Willems-Gomez, coartífice de esta producción junto al director de fotografía Álvaro Gonzalo, ha contado con un equipo técnico de unas diez personas para dar forma a un proyecto en el que llevan trabajando desde el mes de julio del pasado año: «Estuve investigando sobre esta persona y me fui encontrando con gente de su círculo, de su profesión, que demuestran que no era solo puro talento, sino también un artista que lo englobaba todo y le daba al teatro otra dimensión, siempre a la búsqueda de contarlo todo de otra forma».

Guiada por la curiosidad, afirma la directora que, de entre todos los testimonios, le llamó la atención un poderoso elemento de todas ellas en común: «El poso que fue dejando, el impacto, aquello que compartieron con él... sigue vivo de alguna manera.

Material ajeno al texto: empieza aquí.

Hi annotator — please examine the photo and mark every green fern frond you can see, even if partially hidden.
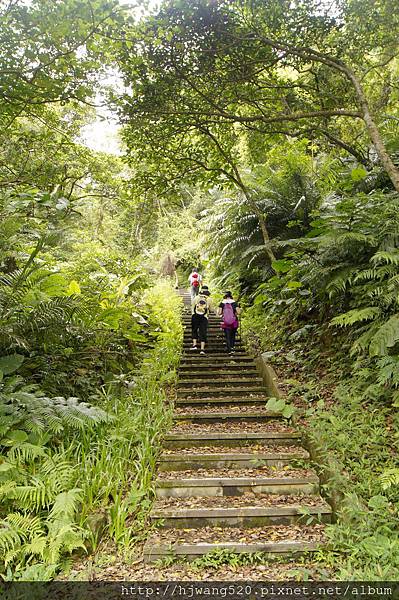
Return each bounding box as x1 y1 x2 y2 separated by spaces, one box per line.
369 315 399 356
371 250 399 265
380 467 399 490
49 488 82 520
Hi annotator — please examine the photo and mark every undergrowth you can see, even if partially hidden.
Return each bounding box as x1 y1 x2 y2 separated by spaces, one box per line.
244 306 399 580
0 283 182 581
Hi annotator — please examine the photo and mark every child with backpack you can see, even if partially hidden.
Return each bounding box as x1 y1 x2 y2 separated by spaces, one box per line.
190 285 211 354
218 292 241 354
188 269 202 304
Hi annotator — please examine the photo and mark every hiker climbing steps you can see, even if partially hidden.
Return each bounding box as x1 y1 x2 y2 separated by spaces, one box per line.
144 294 331 562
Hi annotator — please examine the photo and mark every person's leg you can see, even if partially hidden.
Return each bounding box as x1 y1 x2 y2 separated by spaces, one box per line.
191 315 198 350
230 329 237 350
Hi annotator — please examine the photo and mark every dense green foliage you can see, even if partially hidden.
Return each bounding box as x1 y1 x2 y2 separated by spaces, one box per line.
0 0 399 579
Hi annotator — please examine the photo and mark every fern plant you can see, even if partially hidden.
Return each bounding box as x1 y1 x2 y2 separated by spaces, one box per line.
0 357 109 576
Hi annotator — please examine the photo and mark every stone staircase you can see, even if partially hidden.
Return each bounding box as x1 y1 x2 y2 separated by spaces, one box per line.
144 294 331 562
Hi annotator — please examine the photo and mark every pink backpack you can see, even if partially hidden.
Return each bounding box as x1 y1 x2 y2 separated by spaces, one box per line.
221 302 238 329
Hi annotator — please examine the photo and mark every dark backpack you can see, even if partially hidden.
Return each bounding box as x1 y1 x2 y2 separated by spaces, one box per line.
195 295 208 316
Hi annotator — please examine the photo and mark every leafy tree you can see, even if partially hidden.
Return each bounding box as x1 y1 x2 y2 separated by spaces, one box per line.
0 0 122 128
118 0 399 189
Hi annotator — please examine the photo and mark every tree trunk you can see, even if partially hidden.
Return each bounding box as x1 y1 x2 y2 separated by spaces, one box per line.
345 69 399 192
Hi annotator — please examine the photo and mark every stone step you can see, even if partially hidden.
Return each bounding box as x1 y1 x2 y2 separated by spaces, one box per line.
181 348 254 358
173 407 282 424
144 525 324 563
180 350 254 368
177 382 266 398
155 471 319 498
177 373 263 390
159 448 309 471
183 342 245 355
164 431 301 448
150 496 332 529
179 364 258 381
175 394 268 410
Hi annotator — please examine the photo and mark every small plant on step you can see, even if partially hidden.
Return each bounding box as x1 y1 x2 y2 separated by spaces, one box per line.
266 398 296 419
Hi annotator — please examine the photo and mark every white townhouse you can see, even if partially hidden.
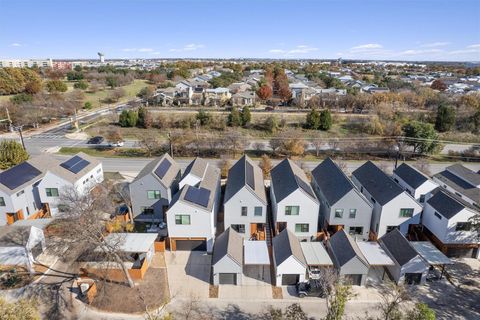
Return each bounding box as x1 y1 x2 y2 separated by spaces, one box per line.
223 156 267 240
166 158 221 253
270 159 320 240
392 163 438 203
312 158 373 240
129 153 180 222
352 161 422 237
422 188 480 259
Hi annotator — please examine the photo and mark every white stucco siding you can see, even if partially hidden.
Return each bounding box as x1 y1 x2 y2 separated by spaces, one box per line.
276 189 320 239
223 187 267 238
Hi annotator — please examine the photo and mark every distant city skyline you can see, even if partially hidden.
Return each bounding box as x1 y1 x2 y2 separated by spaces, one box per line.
0 0 480 61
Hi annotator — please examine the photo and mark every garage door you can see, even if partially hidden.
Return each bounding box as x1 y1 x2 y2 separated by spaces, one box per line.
282 274 300 286
176 240 207 251
219 273 237 285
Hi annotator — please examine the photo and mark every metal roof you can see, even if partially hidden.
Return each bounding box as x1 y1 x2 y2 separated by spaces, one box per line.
410 241 454 266
300 241 333 266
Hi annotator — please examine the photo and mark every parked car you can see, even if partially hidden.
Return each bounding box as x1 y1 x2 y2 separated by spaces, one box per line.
296 280 325 298
87 136 105 144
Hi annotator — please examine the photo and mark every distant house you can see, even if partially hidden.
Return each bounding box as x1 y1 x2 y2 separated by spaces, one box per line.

A través de ese sentimiento que se trasluce en el brillo de los ojos que hay en la gente cuando hablan de él demuestran que, de alguna manera, continúa presente».

Estos testimonios, en los que indefectiblemente se entremezcla lo personal con lo profesional, suponen la prueba de la huella indeleble que Vicente dejó en todas aquellas personas que lo conocieron, muchas de ellas tan seducidas por su calidad humana como por su talento artístico: «Lo que le diferenciaba era su capacidad de empatía», sostiene la cineasta. «Siempre iba más allá, trataba de entender al ser humano en su complejidad, lo que somos las personas y cómo nos relacionamos». Para Willems-Gomez, es esta una de las claves, además, que se esconden tras el secreto que guarda la diferencia entre un trabajador talentoso y un artista absoluto: «Mi percepción me transmite que cuando vamos más allá en lo humano conseguimos un mejor trabajo, porque tiene más vida, más alma», sostuvo. «Ricardo Vicente siempre iba más allá en lo personal y en el comportamiento humano, creaba un mundo a su alrededor, de su trabajo y de la gente con la que trabajaba. Era una persona que buscaba y encontraba».

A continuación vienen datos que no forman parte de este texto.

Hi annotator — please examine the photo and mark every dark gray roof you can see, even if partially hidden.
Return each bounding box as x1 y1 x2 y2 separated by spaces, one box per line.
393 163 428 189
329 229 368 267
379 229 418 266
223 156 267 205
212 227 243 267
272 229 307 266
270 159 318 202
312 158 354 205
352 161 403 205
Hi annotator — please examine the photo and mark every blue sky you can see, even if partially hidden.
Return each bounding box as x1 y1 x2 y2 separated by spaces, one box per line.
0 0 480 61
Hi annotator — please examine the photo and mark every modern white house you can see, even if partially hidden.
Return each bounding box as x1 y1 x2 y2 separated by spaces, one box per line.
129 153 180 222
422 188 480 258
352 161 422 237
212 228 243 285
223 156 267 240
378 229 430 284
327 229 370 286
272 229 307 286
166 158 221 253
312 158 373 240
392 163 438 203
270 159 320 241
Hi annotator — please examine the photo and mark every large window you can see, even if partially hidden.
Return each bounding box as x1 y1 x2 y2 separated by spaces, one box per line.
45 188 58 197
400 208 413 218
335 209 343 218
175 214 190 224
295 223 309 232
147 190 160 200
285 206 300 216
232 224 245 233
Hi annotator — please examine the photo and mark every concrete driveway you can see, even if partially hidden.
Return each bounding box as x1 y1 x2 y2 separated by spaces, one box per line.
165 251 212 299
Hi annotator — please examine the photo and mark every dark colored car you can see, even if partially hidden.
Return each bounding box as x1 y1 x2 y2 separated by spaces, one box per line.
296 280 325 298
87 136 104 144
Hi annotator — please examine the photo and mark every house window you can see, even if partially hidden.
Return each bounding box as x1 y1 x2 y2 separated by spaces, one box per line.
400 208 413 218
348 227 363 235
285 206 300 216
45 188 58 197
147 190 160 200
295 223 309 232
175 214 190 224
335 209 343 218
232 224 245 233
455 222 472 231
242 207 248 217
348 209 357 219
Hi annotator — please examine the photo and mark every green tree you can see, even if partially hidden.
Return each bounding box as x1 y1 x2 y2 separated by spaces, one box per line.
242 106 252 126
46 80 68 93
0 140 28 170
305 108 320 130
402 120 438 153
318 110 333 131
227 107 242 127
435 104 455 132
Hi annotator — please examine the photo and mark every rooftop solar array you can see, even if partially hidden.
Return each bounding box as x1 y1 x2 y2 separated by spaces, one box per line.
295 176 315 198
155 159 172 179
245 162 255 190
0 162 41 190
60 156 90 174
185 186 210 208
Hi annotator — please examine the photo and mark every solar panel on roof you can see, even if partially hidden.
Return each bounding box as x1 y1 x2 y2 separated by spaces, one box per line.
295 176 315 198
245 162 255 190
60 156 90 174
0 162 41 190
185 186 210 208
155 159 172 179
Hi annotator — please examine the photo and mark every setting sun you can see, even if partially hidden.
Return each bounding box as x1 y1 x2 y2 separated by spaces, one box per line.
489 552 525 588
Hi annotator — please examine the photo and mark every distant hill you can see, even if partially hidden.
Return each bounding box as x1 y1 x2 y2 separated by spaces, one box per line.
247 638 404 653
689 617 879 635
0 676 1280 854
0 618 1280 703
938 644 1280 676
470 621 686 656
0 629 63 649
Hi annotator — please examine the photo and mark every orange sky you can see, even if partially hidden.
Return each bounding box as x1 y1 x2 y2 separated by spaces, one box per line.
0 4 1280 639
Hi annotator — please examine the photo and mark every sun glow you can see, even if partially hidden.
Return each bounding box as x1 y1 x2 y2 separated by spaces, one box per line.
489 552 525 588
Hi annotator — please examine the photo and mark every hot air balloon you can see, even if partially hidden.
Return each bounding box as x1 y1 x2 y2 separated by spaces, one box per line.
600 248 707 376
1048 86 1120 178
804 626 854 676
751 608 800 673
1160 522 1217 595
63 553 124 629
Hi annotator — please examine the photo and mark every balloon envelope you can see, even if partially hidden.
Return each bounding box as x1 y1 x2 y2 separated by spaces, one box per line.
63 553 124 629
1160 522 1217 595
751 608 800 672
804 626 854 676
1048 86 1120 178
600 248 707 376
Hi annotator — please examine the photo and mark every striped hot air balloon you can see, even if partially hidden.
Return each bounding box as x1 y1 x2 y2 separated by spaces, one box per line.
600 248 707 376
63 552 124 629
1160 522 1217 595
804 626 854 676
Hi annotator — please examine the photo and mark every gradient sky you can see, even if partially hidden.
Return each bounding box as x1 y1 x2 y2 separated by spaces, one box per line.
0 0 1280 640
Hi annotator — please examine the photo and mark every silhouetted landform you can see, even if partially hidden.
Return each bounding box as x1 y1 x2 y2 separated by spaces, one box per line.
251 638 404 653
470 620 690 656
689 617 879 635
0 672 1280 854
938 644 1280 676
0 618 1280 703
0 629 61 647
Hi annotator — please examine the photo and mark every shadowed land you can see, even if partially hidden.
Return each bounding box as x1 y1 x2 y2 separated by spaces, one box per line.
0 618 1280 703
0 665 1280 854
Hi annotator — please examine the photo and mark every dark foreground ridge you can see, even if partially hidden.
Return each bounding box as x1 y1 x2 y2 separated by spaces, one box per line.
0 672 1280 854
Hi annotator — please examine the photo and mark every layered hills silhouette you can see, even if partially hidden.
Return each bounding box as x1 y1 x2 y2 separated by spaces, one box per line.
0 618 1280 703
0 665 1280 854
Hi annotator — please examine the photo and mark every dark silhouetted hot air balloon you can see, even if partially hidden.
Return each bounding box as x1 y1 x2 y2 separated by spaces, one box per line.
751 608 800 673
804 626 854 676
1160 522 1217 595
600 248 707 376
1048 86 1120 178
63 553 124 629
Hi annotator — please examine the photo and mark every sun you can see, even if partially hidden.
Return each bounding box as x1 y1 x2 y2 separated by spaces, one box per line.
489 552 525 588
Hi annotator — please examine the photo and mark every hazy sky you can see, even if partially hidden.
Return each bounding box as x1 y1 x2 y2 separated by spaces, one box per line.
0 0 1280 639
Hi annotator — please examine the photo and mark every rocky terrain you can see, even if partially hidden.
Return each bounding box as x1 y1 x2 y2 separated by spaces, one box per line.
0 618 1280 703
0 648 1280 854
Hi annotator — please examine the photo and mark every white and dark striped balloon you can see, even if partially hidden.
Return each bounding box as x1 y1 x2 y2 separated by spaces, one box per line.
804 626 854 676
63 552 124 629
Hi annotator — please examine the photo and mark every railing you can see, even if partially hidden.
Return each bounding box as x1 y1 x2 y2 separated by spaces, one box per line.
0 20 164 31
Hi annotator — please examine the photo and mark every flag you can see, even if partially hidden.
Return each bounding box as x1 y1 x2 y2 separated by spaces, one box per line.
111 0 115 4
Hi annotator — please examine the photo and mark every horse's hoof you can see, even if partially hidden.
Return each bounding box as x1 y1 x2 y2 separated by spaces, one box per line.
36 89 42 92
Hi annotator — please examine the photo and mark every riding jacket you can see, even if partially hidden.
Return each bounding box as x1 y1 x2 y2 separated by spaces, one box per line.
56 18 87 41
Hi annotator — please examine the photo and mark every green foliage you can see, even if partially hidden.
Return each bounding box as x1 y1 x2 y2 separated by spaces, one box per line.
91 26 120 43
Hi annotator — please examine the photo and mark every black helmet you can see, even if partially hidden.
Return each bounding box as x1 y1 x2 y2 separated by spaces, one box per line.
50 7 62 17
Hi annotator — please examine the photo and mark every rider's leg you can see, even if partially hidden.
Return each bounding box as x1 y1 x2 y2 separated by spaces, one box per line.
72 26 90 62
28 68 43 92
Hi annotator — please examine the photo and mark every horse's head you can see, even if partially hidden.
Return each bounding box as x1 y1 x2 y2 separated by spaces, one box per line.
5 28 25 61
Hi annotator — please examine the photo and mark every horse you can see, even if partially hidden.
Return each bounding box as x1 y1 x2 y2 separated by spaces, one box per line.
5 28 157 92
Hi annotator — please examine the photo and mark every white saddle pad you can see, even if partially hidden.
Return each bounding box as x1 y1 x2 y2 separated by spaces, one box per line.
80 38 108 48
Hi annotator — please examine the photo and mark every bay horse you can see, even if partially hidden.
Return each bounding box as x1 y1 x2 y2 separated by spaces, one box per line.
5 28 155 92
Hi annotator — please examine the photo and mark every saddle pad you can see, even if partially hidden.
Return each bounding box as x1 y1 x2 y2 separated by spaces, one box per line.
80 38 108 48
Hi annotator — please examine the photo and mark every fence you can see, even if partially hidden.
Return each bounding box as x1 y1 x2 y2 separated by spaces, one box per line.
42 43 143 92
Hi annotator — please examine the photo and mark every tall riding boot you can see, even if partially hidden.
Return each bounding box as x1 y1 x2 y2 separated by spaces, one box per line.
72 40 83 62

Imágenes del rodaje del documental bajo la dirección de Lia Willems-Gomez. / El Norte

Son hasta cuatro los bloques temáticos dividen este documental sobre Ricardo Vicente; divididos cronológicamente desde su infancia y adolescencia hasta su trabajo tanto para el teatro como para otros tipos de artes escénicas. Se enfocan además tanto en su lado más polifacético como en su honestidad y compromiso a la hora de acometer el teatro, y emergen diferenciados, a su vez, mediante pequeños recursos de representaciones de ficciones que suponen el punto creativo de Willems-Gomez en este trabajo netamente testimonial: «He llevado esa investigación que hacía Ricardo a mi terreno para darle un poco de profundidad y que explicara al mismo tiempo y aún más lo que él era», explicó la directora. «Mi objetivo ha sido, de alguna forma, aportar eso, y muchas de esas ficciones cuentan con una voz en off con la que se ilustra un punto de encuentro entre lo que yo percibo de Ricardo y yo misma y mi propia realidad».

La vida en episodios

Una veintena de personas entrevistadas jalonan el largometraje final, a través de cuyas distintas verdades se compone la historia del dramaturgo y actor de teatro: «Para nosotros ha supuesto un gran reto poder contar esta historia, nos ha resultado muy complicado porque hay que tratar de ser imparcial, verlo en globalidad y narrarlo lo más objetivamente posible, haciendo uso de testimonios personales». Willems-Gomez tiene claro, afirma, que se encontraba «construyendo una verdad a través de verdades personales, donde no hay una universal y donde muchas veces hay una palabra que se opone a otra». La certeza total no puede existir, pues la única válida la tendría el propio Ricardo Vicente: «Para mí, lo más importante ha sido ser honesta, buscarle a él a toda costa, y uno de mis grandes miedos a lo largo de todo el rodaje ha sido decepcionarle». Esa búsqueda a toda costa de la verdad de Ricardo Vicente ha supuesto la gran meta de la directora y de su equipo, terminar un largometraje del que, si el dramaturgo pudiera haberlo visto en vida, se hubiera sentido orgulloso.